Pero allí, en la calle, a oscuras, el olor a algo le hacía sentir escalofríos en la nuca. Le pareció ver una sombra por el rabillo del ojo, y en un acto reflejo levantó la cabeza. Lo único que consiguió fue que se la hicieran bajar otra vez con un golpe.

—¿Te resistes a la autoridad, gamberro? —le preguntó un fornido policía.

—No, tío —dijo José con las mandíbulas apretadas—. Me pareció ver alguna cosa por el rabillo del ojo.

Los policías se miraron el uno al otro.

—Será mejor que lo comprobemos —dijo el más delgado y más alto—. Quizá haya otros por ahí que vayan con éste. Siempre trabajan en grupo.

—Llama y pide refuerzos —le aconsejó el poli gordo y de pecho como un barril.

—Dame un minuto. Tú quédate aquí con este gamberro. Voy a hacer un rápido reconocimiento; luego le meteremos entre rejas.

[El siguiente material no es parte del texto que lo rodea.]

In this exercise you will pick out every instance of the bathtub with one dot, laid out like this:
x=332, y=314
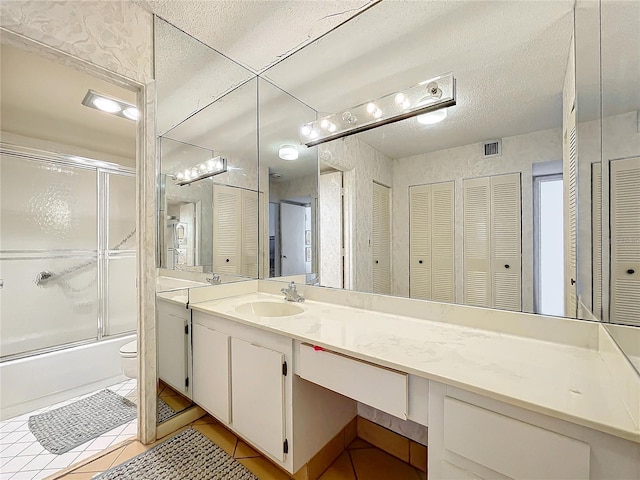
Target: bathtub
x=34, y=382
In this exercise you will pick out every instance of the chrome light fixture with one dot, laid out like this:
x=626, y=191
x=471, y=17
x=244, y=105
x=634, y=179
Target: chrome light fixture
x=112, y=105
x=428, y=96
x=213, y=166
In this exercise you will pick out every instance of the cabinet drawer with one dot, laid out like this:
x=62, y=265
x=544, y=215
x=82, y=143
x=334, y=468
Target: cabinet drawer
x=513, y=448
x=379, y=387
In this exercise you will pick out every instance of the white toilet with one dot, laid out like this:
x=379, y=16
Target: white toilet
x=129, y=359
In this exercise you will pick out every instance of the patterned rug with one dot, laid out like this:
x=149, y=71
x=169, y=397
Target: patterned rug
x=64, y=428
x=187, y=456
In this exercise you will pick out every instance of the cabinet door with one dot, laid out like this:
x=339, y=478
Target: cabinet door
x=211, y=371
x=173, y=350
x=257, y=384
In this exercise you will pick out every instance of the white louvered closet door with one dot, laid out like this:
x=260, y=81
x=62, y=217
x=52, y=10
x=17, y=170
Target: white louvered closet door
x=442, y=240
x=506, y=242
x=381, y=239
x=420, y=242
x=625, y=241
x=570, y=176
x=227, y=228
x=477, y=242
x=596, y=238
x=250, y=232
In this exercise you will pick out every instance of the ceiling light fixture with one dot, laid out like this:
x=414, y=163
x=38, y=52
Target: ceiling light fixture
x=108, y=104
x=213, y=166
x=428, y=96
x=288, y=152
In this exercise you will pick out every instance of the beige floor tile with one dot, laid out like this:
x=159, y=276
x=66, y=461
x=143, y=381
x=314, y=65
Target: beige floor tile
x=385, y=439
x=263, y=469
x=219, y=435
x=101, y=464
x=374, y=464
x=341, y=469
x=244, y=451
x=359, y=443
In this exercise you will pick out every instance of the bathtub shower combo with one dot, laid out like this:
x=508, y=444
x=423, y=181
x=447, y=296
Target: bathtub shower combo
x=67, y=270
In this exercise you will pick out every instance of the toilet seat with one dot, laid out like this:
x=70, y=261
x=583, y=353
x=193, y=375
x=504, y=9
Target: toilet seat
x=129, y=350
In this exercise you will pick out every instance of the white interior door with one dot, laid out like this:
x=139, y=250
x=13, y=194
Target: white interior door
x=625, y=241
x=331, y=238
x=381, y=239
x=227, y=229
x=257, y=384
x=477, y=242
x=292, y=226
x=506, y=233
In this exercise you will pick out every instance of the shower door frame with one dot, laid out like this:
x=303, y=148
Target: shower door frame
x=102, y=169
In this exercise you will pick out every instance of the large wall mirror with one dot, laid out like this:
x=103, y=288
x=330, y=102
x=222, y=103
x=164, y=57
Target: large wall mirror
x=483, y=207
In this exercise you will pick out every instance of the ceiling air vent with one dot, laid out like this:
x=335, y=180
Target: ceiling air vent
x=492, y=148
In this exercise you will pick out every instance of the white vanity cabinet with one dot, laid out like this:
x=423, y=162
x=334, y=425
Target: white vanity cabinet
x=244, y=376
x=212, y=371
x=174, y=345
x=473, y=437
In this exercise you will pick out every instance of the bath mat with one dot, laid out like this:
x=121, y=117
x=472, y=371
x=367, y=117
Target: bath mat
x=165, y=412
x=64, y=428
x=188, y=456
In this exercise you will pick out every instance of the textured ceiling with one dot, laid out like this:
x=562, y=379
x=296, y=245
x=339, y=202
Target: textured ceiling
x=509, y=59
x=255, y=33
x=42, y=99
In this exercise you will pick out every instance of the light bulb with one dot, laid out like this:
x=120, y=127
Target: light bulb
x=106, y=105
x=131, y=113
x=432, y=117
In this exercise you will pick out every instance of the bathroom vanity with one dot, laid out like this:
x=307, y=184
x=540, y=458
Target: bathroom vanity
x=499, y=400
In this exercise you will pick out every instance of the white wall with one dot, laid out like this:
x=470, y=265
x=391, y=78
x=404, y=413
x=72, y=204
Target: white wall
x=518, y=155
x=362, y=165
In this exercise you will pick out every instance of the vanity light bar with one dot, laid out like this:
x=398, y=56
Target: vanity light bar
x=213, y=166
x=427, y=96
x=108, y=104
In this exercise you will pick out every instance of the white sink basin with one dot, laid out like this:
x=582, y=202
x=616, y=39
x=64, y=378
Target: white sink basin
x=269, y=309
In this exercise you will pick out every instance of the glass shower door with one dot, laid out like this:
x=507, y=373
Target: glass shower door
x=48, y=254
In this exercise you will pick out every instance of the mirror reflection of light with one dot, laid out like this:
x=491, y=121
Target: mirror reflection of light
x=106, y=105
x=432, y=117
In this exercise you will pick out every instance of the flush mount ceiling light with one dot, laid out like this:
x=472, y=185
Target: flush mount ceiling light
x=428, y=96
x=288, y=152
x=112, y=105
x=213, y=166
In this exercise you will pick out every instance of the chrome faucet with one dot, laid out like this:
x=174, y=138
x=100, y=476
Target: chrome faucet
x=291, y=293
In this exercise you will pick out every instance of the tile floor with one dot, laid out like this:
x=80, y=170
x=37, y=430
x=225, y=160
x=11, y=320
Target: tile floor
x=23, y=458
x=361, y=461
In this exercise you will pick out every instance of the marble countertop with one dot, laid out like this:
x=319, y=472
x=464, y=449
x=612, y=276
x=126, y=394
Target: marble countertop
x=567, y=382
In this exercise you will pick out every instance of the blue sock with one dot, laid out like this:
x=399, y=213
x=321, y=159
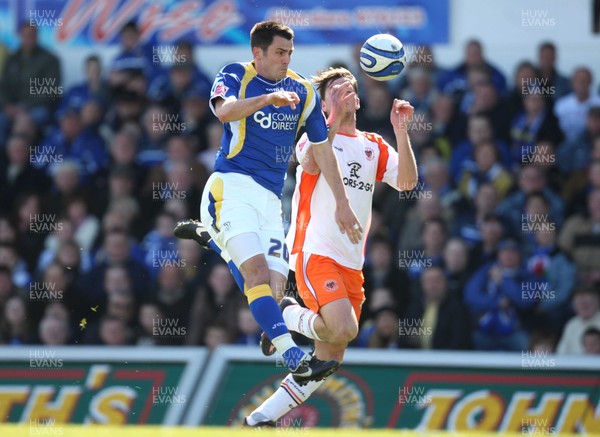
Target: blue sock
x=267, y=314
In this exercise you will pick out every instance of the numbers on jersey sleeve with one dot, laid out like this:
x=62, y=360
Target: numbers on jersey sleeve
x=275, y=248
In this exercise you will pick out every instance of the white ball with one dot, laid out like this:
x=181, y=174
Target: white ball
x=382, y=57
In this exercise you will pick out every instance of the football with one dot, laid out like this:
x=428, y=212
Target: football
x=382, y=57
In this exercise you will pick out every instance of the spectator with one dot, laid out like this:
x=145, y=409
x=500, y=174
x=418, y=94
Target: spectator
x=218, y=303
x=455, y=81
x=556, y=274
x=572, y=109
x=216, y=335
x=72, y=142
x=174, y=300
x=10, y=260
x=114, y=332
x=420, y=91
x=479, y=131
x=579, y=239
x=53, y=331
x=94, y=88
x=382, y=332
x=248, y=330
x=30, y=64
x=532, y=179
x=15, y=326
x=575, y=155
x=56, y=285
x=441, y=320
x=116, y=250
x=436, y=179
x=484, y=100
x=469, y=222
x=591, y=341
x=428, y=207
x=32, y=227
x=525, y=75
x=444, y=121
x=534, y=124
x=17, y=175
x=375, y=117
x=494, y=297
x=66, y=184
x=542, y=342
x=434, y=234
x=86, y=225
x=133, y=58
x=197, y=118
x=159, y=244
x=547, y=67
x=485, y=169
x=381, y=271
x=148, y=316
x=456, y=267
x=485, y=251
x=586, y=303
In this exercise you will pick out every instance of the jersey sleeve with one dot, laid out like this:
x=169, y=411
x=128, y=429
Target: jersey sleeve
x=316, y=125
x=387, y=166
x=226, y=84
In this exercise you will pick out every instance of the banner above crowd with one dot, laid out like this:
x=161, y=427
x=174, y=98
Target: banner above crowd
x=92, y=22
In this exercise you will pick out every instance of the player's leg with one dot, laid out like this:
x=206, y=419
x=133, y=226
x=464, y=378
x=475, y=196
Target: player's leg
x=326, y=288
x=289, y=394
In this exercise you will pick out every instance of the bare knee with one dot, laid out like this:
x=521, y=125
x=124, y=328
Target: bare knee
x=342, y=332
x=255, y=271
x=326, y=351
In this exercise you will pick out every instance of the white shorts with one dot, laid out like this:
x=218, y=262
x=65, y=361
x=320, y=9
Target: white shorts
x=234, y=204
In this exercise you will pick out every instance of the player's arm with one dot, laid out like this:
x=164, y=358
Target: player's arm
x=400, y=115
x=233, y=109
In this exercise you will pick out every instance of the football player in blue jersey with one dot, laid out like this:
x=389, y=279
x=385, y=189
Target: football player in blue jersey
x=262, y=105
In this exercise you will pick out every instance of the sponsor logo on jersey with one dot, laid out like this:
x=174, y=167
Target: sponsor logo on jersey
x=276, y=120
x=220, y=90
x=331, y=285
x=354, y=167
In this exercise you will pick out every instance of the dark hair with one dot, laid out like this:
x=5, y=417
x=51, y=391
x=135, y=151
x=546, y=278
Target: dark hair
x=547, y=45
x=262, y=34
x=592, y=330
x=130, y=25
x=325, y=77
x=436, y=221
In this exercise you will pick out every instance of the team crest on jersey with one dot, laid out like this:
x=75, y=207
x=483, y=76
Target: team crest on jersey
x=354, y=167
x=220, y=90
x=302, y=143
x=330, y=285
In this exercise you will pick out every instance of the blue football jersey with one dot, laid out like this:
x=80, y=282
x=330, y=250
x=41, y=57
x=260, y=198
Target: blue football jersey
x=261, y=144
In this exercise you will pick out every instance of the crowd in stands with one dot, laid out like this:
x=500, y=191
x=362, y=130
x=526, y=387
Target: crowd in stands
x=497, y=248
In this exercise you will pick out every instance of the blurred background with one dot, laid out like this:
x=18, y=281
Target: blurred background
x=106, y=141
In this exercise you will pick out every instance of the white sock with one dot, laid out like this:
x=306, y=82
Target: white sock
x=283, y=343
x=288, y=396
x=301, y=320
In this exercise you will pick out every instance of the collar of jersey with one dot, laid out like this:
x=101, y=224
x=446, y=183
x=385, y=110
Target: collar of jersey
x=264, y=79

Le incorporaron tirándole de la camisa.

—Métete en el coche.

El policía que estaba con él había abierto la puerta y había quitado el seguro de su revólver. Estaba empezando a empujarle para que se metiera dentro del vehículo cuando todos lo vieron. El edificio cobró vida, la oscuridad empezó a verterse desde las ventanas, a colarse por las rendijas de las puertas cerradas. Los dos polis retrocedieron y los tres hombres se quedaron paralizados por el terror un segundo.

Parecía que el rezumar de esa negrura hubiera creado una noche más negra que la noche, y entonces, después de unos segundos, cuando el alma humana podía empezar a tener una reacción normal, esa oscuridad surrealista se partió, alzó el vuelo y cientos de murciélagos se esparcieron en el aire.

—¡Oh, mierda! —gritó el policía corpulento en cuanto los pequeños animales le rodearon en una nube giratoria.

El policía empezó a chillar y a disparar. José, más temeroso de lo que veía que de recibir un tiro por la espalda, corrió hasta la moto. Se colocó el casco de inmediato para impedir que esas criaturas voladoras le atacaran en la cabeza.

Se volvió para mirar por encima del hombro y vio que una nube se arremolinaba alrededor del otro policía y se convertía en una enorme entidad que tomaba la forma de un hombre calvo y pálido, vestido con un traje negro y con unas uñas como garras, unos ojos rojos y brillantes, y colmillos. Salió disparado.

Dándole con fuerza al gas de la moto, pasó por debajo de la autopista, cerca del edificio con el andamio, en dirección a unas calles más abiertas y amplias, pobladas por algo que tuviera algún sentido; por gente. De repente, tuvo una borrosa visión de algo de tela roja en la acera. Un grito agudo de mujer le resonó en la cabeza y adoptó el tono penetrante de los chillidos de esas cosas voladoras.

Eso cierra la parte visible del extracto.